Рэндзэй спросила его: «Послушай, монах, а сколько лет этому юноше и как он выглядит?»
— Ростом маленький, волосы на висках чуть курчавятся, и кожа очень белая.
— А как одет? И есть ли у него украшенные золотом длинный и короткий мечи? — спросила Рэндзэй.
— Всё точно, как ты говоришь. Похоже, такой мог бы быть и полководцем во главе многотысячного войска.
Ничего больше не сказав, монах пропал, словно растаял.
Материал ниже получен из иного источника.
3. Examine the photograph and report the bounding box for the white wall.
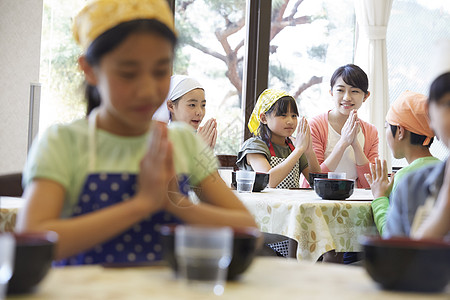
[0,0,43,174]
Рэндзэй тут же отправилась к Дзёрури. Сердце разрывается от того, что случилось с Дзёрури. Отдавшись слуге Китидзи, она навлекла на себя материнский гнев, и теперь у неё больше не было двухсот сорока дам в услужении, с ней осталась только одна кормилица. Дзёрури пришлось поставить себе хижину из хвороста в отдалении от дома Тёси. И жила она теперь — хуже не придумаешь. Узнав о судьбе Ондзоси, она опечалилась. Рэндзэй посмотрела на неё и сказала так: «Послушай! Чем вздыхать, лучше поищи его у залива Таго, что Камбаре в Суруге. Мне и самой не под силу видеть твои страдания, давай отправимся вместе».
Дзёрури очень обрадовалась. Она надела непривычное для неё простое дорожное платье, и они отправились в путь. Это было её первое путешествие. Ноги кровоточили, они стали ярко-красного цвета, будто краской окрашенные. Слёзы вели Дзёрури и Рэндзэй, они помогали распознать путь. Как говорится, на пути луны и солнца нет застав со стражей. Мужчина добрался бы от Яхаги до Фукиагэ за пять дней пути, женщины пришли на девятый день.